Другие четыре способа из приведенного выше списка включают в себя активное участие во взаимоотношениях с другими людьми. Альтруистическое служение другим, именуемое на санскрите сева,приходит ко многим людям естественным образом; этот факт ставит в тупик сторонников идеи «эгоистичного гена», которые полагают, что альтруизм возможен только между людьми, имеющими общее генетическое наследие. Этот метод был практикой Матери Терезы, которая выражала в служении людям свою любовь к Христу – и это было прекрасное выражение.
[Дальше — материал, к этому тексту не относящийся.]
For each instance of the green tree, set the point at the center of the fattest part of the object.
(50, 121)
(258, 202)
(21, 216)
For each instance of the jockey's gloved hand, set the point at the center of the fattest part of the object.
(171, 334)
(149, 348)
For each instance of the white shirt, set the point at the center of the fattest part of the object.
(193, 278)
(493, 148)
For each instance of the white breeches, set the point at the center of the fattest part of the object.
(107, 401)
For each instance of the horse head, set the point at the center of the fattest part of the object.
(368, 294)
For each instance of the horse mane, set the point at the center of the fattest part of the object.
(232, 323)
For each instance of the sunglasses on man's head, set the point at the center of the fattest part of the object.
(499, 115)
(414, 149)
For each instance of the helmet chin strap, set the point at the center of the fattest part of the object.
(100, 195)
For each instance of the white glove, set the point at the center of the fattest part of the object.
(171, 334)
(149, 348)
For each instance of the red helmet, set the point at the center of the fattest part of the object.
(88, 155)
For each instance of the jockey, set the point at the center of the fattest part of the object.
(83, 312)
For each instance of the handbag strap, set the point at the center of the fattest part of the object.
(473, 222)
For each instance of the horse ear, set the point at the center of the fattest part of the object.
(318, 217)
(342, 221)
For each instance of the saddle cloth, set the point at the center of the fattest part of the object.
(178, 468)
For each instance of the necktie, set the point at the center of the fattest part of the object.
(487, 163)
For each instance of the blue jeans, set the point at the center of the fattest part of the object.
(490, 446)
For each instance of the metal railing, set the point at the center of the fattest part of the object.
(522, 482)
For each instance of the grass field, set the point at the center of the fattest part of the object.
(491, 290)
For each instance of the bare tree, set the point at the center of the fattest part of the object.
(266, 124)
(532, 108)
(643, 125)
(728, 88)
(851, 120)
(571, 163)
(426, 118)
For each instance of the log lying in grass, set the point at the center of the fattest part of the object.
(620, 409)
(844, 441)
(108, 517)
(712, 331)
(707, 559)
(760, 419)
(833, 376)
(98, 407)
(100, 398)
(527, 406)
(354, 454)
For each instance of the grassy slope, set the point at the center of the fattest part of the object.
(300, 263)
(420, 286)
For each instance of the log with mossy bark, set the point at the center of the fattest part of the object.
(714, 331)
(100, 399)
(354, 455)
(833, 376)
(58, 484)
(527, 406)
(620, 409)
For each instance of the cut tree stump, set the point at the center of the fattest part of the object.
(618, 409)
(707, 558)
Для служения необходимо жертвовать собственными эгоистическими потребностями и желаниями, а это – прямое оскорбление солипсизма эго. Свободное излияние любви знаменует пробуждение сострадания – а сострадание составляет неотъемлемую часть практики сото дзэн.
В Америке под влиянием мифа о ценности грубого индивидуализма и рыночной экономической системы отношений мы почти утратили институт мужской дружбы. В рыночной модели человек оценивает отношения посредством анализа затрат и результатов. К счастью, тенденция применять подобные прагматические критерии к дружбе начинает ослабевать, о чем, возможно, говорит популярность недавней работы поэта Роберта Блая о связях между мужчинами. Еще одно серьезное затруднение для дружбы создает требование эффективности. Дружба не всегда бывает эффективной. Она нередко включает в себя самопожертвование, отказ от ограничений эффективности и времени, выход из кокона эго. Американские женщины традиционно были в меньшей степени связаны рыночной экономической моделью отношений. Однако в настоящее время такая тенденция растет, поскольку все больше женщин работают в рыночной системе, пытаясь делить свои время и силы, чтобы удовлетворять требованиям как карьеры, так и дома. Если женщины сумеют противиться этой тенденции, то смогут привнести в рыночную систему свою способность к преданной дружбе и научить мужчин тому, как сделать их экономические отношения более человечными и снова быть друзьями.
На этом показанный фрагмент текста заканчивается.